Are these kids your kids and their buddies or just neighborhood kids? Either way, for one, you can limit his time with kids so it isn't "hours" but is shorter time stopping before it becomes too much for him. If they are neighborhood kids, you should supervise the interaction carefully (probably with your own too) and limit it. 

Parents/other people are not going to distinguish a herding bite from what you consider a bite. Cole's free reign with kids has got to end before it ends tragically for Cole.


----------



## MaggieRoseLee (Aug 17, 2001)

When a group of pups/dogs play together, they bite and nip. It's normal.

When a pup/dog runs and plays with kids they may play EXACTLY the same way with the biting and nipping. Only we humans have no fur so it hurts. And kids faces are a bit too low for my liking.

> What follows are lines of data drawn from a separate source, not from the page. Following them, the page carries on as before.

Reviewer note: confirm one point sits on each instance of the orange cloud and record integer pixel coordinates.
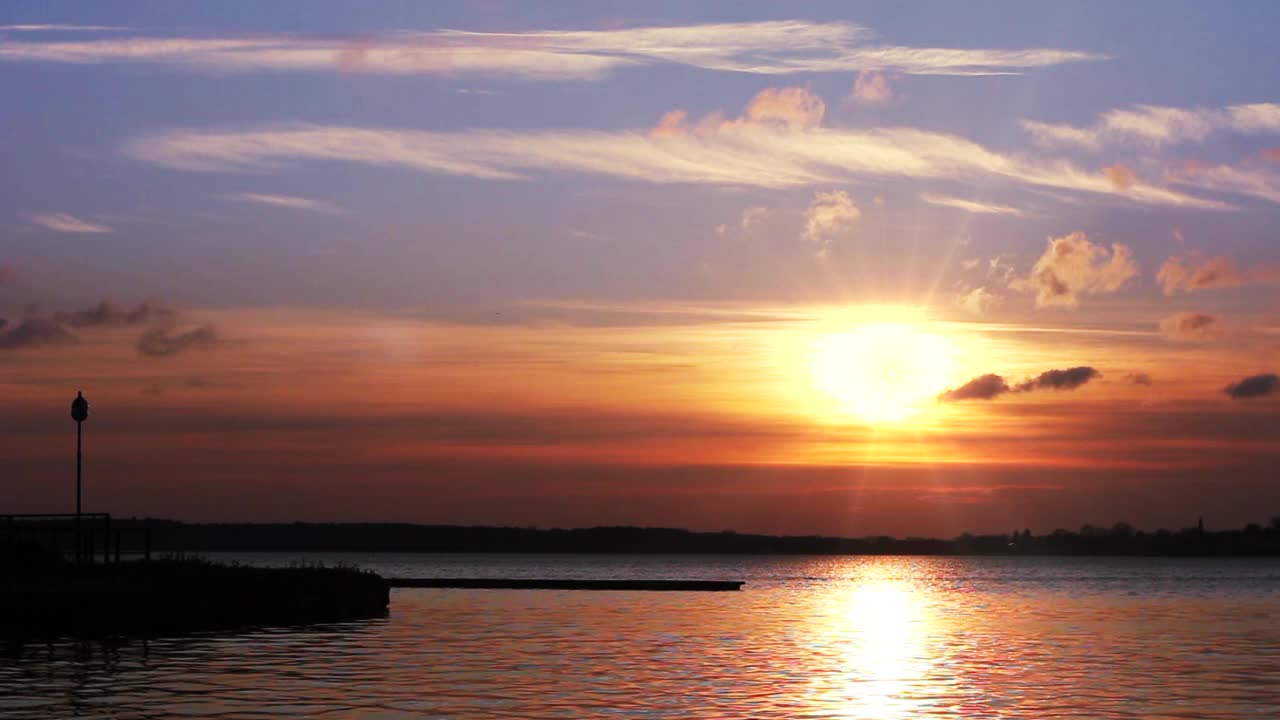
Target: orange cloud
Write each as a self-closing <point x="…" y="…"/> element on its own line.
<point x="1073" y="267"/>
<point x="1188" y="274"/>
<point x="780" y="108"/>
<point x="1121" y="176"/>
<point x="1192" y="327"/>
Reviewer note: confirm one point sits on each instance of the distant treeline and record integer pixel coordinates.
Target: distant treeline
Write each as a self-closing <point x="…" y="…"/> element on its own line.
<point x="1120" y="538"/>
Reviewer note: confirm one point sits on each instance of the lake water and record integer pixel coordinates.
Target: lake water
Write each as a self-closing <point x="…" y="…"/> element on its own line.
<point x="809" y="637"/>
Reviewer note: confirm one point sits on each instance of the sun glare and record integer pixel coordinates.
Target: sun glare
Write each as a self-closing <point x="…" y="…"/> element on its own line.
<point x="885" y="372"/>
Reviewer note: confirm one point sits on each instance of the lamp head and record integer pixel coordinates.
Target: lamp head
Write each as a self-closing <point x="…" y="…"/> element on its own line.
<point x="80" y="408"/>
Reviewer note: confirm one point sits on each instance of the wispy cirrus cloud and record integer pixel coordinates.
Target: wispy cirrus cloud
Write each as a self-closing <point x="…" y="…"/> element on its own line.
<point x="1253" y="180"/>
<point x="289" y="201"/>
<point x="1155" y="126"/>
<point x="759" y="48"/>
<point x="65" y="222"/>
<point x="56" y="27"/>
<point x="969" y="205"/>
<point x="777" y="142"/>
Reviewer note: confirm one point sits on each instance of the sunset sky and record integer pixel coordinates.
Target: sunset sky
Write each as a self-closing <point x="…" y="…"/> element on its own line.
<point x="799" y="268"/>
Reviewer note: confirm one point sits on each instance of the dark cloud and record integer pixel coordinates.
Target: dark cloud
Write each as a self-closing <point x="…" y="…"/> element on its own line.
<point x="1070" y="378"/>
<point x="109" y="314"/>
<point x="991" y="386"/>
<point x="1253" y="386"/>
<point x="163" y="342"/>
<point x="35" y="332"/>
<point x="983" y="387"/>
<point x="1191" y="327"/>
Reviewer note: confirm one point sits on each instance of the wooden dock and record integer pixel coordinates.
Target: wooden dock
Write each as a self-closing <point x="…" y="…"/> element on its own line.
<point x="547" y="584"/>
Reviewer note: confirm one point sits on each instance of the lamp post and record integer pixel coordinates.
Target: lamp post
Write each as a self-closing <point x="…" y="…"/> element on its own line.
<point x="80" y="413"/>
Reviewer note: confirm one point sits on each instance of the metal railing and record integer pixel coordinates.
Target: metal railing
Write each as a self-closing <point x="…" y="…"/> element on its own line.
<point x="85" y="542"/>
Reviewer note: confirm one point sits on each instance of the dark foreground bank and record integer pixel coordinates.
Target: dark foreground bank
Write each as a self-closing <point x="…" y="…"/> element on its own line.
<point x="179" y="596"/>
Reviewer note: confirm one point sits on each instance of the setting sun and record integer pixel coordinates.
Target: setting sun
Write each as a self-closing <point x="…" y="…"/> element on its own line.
<point x="883" y="372"/>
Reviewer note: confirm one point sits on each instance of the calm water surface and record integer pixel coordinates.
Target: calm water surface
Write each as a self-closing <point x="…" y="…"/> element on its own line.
<point x="809" y="637"/>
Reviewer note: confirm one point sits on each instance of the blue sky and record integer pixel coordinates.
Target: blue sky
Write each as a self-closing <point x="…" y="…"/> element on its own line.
<point x="336" y="187"/>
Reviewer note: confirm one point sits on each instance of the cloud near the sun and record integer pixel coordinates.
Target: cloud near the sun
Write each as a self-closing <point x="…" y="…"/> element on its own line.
<point x="830" y="214"/>
<point x="1192" y="327"/>
<point x="992" y="386"/>
<point x="776" y="142"/>
<point x="1189" y="274"/>
<point x="1073" y="267"/>
<point x="1255" y="386"/>
<point x="772" y="48"/>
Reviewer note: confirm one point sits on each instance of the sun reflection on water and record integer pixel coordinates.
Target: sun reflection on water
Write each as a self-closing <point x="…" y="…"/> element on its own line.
<point x="883" y="624"/>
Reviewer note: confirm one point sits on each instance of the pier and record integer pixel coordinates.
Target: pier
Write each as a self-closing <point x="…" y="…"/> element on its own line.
<point x="561" y="584"/>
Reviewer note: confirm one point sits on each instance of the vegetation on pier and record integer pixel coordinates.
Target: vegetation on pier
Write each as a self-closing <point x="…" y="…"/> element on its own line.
<point x="45" y="596"/>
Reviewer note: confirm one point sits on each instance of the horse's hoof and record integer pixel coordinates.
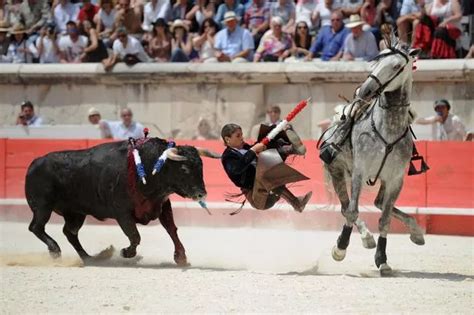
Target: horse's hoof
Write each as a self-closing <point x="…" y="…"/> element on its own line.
<point x="368" y="241"/>
<point x="385" y="270"/>
<point x="128" y="252"/>
<point x="338" y="254"/>
<point x="55" y="254"/>
<point x="418" y="239"/>
<point x="181" y="260"/>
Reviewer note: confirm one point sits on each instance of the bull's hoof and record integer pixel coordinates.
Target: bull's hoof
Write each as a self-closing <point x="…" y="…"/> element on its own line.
<point x="55" y="254"/>
<point x="418" y="239"/>
<point x="181" y="260"/>
<point x="368" y="241"/>
<point x="385" y="270"/>
<point x="128" y="252"/>
<point x="338" y="254"/>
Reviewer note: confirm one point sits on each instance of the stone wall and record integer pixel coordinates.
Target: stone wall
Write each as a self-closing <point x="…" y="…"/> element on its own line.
<point x="170" y="98"/>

For me, management would be best in this situation. No more playing exciting run and chase games with the kids for the next year or so. Just stop the game to prevent a possible problem entirely. Leash the dog or put him in the house if he feels he has to join in the fun games (and who would blame him?).


----------



## Liesje (Mar 4, 2007)

I agree with MRL. To me, a bite is a bite. Some parents won't care, but some will, and you want to err on the side of caution. Also, while a little nip or mouthiness is not inherently rough, often what makes a dog bite go bad is the person pulling away. So even if the dog is just giving a little nip, if the child panics and pulls away, the little nip turns into a big laceration and the dog now has a bite history.

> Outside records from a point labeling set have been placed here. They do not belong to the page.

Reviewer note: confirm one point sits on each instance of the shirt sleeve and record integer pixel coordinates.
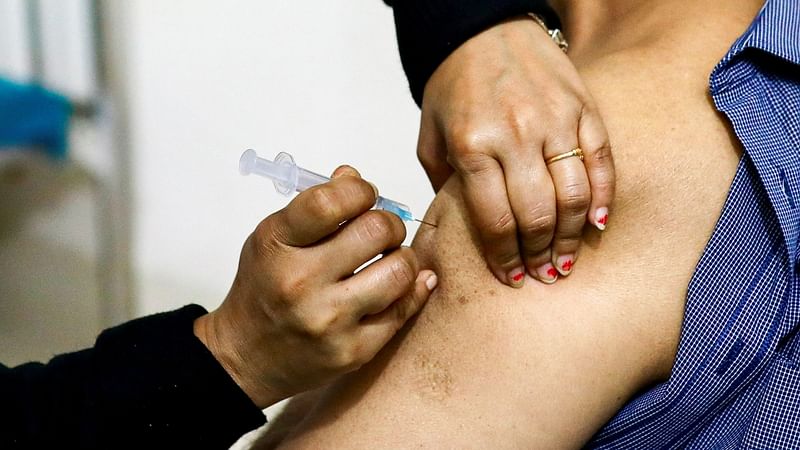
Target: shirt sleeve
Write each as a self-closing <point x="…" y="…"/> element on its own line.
<point x="429" y="30"/>
<point x="149" y="383"/>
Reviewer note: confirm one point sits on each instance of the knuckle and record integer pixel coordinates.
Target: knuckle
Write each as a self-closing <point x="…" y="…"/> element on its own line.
<point x="600" y="151"/>
<point x="378" y="226"/>
<point x="574" y="199"/>
<point x="265" y="237"/>
<point x="323" y="202"/>
<point x="292" y="285"/>
<point x="501" y="227"/>
<point x="402" y="312"/>
<point x="539" y="225"/>
<point x="522" y="123"/>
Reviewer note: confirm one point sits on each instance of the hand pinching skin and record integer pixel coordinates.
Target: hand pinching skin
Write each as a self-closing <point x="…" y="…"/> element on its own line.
<point x="496" y="111"/>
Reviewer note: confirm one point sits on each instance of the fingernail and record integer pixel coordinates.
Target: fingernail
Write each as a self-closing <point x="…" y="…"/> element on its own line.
<point x="432" y="281"/>
<point x="517" y="277"/>
<point x="564" y="264"/>
<point x="374" y="188"/>
<point x="547" y="273"/>
<point x="601" y="218"/>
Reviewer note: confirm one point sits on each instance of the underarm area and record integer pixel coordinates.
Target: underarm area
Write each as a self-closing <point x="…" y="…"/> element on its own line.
<point x="487" y="366"/>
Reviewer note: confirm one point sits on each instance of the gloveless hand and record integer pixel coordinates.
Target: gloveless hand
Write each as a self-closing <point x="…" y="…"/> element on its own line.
<point x="297" y="316"/>
<point x="495" y="111"/>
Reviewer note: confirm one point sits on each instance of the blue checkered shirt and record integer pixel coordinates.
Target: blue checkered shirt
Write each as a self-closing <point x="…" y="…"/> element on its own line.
<point x="736" y="378"/>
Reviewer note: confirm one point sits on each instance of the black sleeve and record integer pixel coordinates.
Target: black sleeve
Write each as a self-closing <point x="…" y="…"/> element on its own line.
<point x="429" y="30"/>
<point x="149" y="383"/>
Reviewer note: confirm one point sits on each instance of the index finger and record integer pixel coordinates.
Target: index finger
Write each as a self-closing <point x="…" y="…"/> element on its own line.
<point x="317" y="212"/>
<point x="486" y="198"/>
<point x="599" y="165"/>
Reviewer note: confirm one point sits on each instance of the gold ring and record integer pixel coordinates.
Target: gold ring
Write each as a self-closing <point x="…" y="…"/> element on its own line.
<point x="574" y="152"/>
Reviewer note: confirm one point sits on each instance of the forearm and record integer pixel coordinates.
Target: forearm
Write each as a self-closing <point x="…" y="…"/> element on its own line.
<point x="144" y="383"/>
<point x="429" y="30"/>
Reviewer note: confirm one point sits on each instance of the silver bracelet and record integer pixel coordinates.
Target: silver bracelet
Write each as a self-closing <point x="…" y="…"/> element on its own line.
<point x="555" y="34"/>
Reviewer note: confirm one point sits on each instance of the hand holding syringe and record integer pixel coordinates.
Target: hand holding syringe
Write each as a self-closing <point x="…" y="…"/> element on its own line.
<point x="323" y="284"/>
<point x="289" y="178"/>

I would work with the kids and the dog on appropriate interaction. Have the kids come gently pet the dog for a minute or so, then put the dog away so the kids can run around and play and the dog doesn't get all worked up. My dogs play pretty rough with each other, but their doggy play style is not appropriate for humans. I am teaching them how to interact with humans. Even games like tug and fetch I reserve for only other humans I trust and have proven themselves dog-savvy enough to interact with my dogs. If the dogs cannot sit quietly while humans play with each other, than I will remove them so they aren't being taunted by all the running around.


----------



## zyppi (Jun 2, 2006)

> Quote: he did it to a 5 year old and some poeple don't understand what a herding bite to a bite bite is.

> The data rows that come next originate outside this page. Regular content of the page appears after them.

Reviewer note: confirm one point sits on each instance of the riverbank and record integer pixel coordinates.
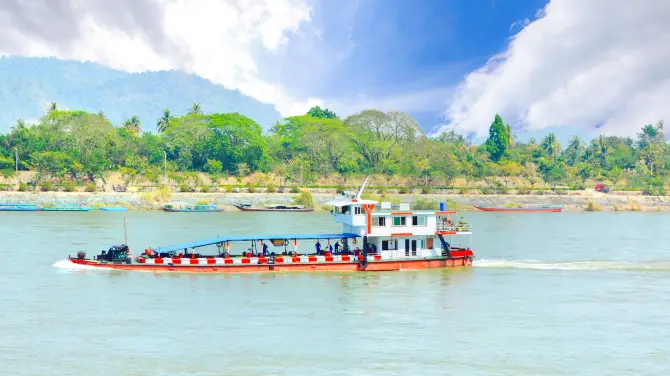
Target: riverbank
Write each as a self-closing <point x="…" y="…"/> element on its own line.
<point x="574" y="201"/>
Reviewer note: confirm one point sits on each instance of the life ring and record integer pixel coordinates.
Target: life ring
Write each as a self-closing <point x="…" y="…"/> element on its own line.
<point x="362" y="263"/>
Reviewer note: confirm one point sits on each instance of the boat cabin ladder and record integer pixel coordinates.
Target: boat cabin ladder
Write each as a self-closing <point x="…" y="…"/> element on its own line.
<point x="446" y="247"/>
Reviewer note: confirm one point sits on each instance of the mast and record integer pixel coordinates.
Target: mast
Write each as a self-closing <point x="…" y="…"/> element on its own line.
<point x="125" y="231"/>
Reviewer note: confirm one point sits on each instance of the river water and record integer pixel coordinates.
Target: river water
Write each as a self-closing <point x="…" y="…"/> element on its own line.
<point x="549" y="294"/>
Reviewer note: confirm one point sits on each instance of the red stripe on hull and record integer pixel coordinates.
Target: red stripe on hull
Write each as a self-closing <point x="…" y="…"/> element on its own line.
<point x="376" y="266"/>
<point x="510" y="210"/>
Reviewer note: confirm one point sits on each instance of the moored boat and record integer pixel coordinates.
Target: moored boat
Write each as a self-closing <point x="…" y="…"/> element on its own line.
<point x="186" y="207"/>
<point x="68" y="208"/>
<point x="113" y="208"/>
<point x="19" y="207"/>
<point x="274" y="208"/>
<point x="373" y="238"/>
<point x="531" y="209"/>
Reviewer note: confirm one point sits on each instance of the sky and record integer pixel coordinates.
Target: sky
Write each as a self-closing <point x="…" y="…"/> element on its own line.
<point x="566" y="66"/>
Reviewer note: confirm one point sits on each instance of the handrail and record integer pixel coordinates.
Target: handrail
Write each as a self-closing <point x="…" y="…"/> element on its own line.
<point x="458" y="228"/>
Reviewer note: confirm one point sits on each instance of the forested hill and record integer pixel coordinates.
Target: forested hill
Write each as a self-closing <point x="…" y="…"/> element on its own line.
<point x="30" y="84"/>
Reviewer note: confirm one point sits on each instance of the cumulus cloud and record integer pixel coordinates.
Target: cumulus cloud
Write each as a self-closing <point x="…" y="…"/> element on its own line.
<point x="220" y="40"/>
<point x="596" y="63"/>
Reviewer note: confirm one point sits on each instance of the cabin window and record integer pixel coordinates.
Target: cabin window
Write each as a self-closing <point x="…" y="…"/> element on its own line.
<point x="389" y="245"/>
<point x="379" y="222"/>
<point x="399" y="221"/>
<point x="419" y="220"/>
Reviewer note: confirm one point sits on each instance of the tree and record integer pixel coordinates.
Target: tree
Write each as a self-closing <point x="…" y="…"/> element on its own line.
<point x="317" y="112"/>
<point x="497" y="143"/>
<point x="196" y="109"/>
<point x="133" y="125"/>
<point x="165" y="122"/>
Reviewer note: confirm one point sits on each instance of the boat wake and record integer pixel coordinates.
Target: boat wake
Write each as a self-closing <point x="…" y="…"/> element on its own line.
<point x="67" y="265"/>
<point x="651" y="266"/>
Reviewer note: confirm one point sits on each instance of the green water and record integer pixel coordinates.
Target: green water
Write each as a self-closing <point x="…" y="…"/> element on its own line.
<point x="550" y="294"/>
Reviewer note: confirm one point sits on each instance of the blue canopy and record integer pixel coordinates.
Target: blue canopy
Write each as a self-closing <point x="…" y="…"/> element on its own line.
<point x="239" y="238"/>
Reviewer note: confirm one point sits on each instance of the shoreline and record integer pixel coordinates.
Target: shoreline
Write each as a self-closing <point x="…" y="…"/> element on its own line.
<point x="575" y="201"/>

I'll bet the 5 year old didn't either... 

I agree - a bite is a bite and not ok, herding or not.


----------



## doggiedad (Dec 2, 2007)

limit the time your dog plays with the children and make sure you're there to supervise. correct him immediately and let him play with the children for few more minutes and then end the play on a good note. it's cute and natural that they herd-bite but it can hurt. our dog herds our Grey Hound and he's made her yelp a few times. when it's time to go out he'll herd us sometimes. when he bites the ankle area it can hurt plus you can trip. isn't ironic that we want them to herd but when they do it we don't want them to do it or we don't want them to do it to us.


----------



## matt1970lemans (Mar 1, 2007)

I will limit him,its hard to fight an instict I'm not sure if you could. He has been around kids all of his life,my kids are 2 and 5 and can climb on him,lay on him,pull his ears etc. He is trained well and good with all dogs almost to a fault.He thinks all dogs want to meet. I will have the kids play ball with him and tire him out that way. then I will make him lay with me on the porch as they play. That way he thinks when he sees the kids they will play ball with him and at the same time they are tiring him out so he won't run and herd him. I think that would be positive for the dog and the kids.


----------



## Trista (Jul 9, 2008)

Merlin has the same problem with nipping. He nips at people's heels and clothes and I simply don't know how to stop this. I've heard that mother dogs place their mouth over their baby's mussel to inform them that their behaviour is not acceptable so I'm trying to place my hand over his mussel whenever he does this, he lets out a little whimper despite the fact that I'm not hurting him so I think he gets the idea that it's not apporiate behaviour. However it's hand to do this everytime because it's hard to catch his mouth, especially when he's off his lead. But I would strongly recommend doing this. A friend of mine said that she put an elastic band over her dog's mussel and he hasn't done anything naughty since... I'm not sure if this is too drastic of a correction or not. I myself haven't used the eslastic band method, but I might if he gets too out of hand in the future.


----------



## doggiedad (Dec 2, 2007)

i've used that hand over the muzzle technique. when i do that i try to make him look at me and i raise my voice. my favorite correction technique is i hold him in the scruff of the neck and raise my voice. it's easier to grab some neck fur plus i think they're mom used this technique also. not sure if she raised her voice. i've heard you need different corrections for different situations and the amount of correction. i mainly use the scruff of the neck hold. sometimes when i use the hand over the muzzle i start to laugh when he looks up at me especially when he gives me that " i'm just a cute puppy and i'm not responsible for my actions look".


----------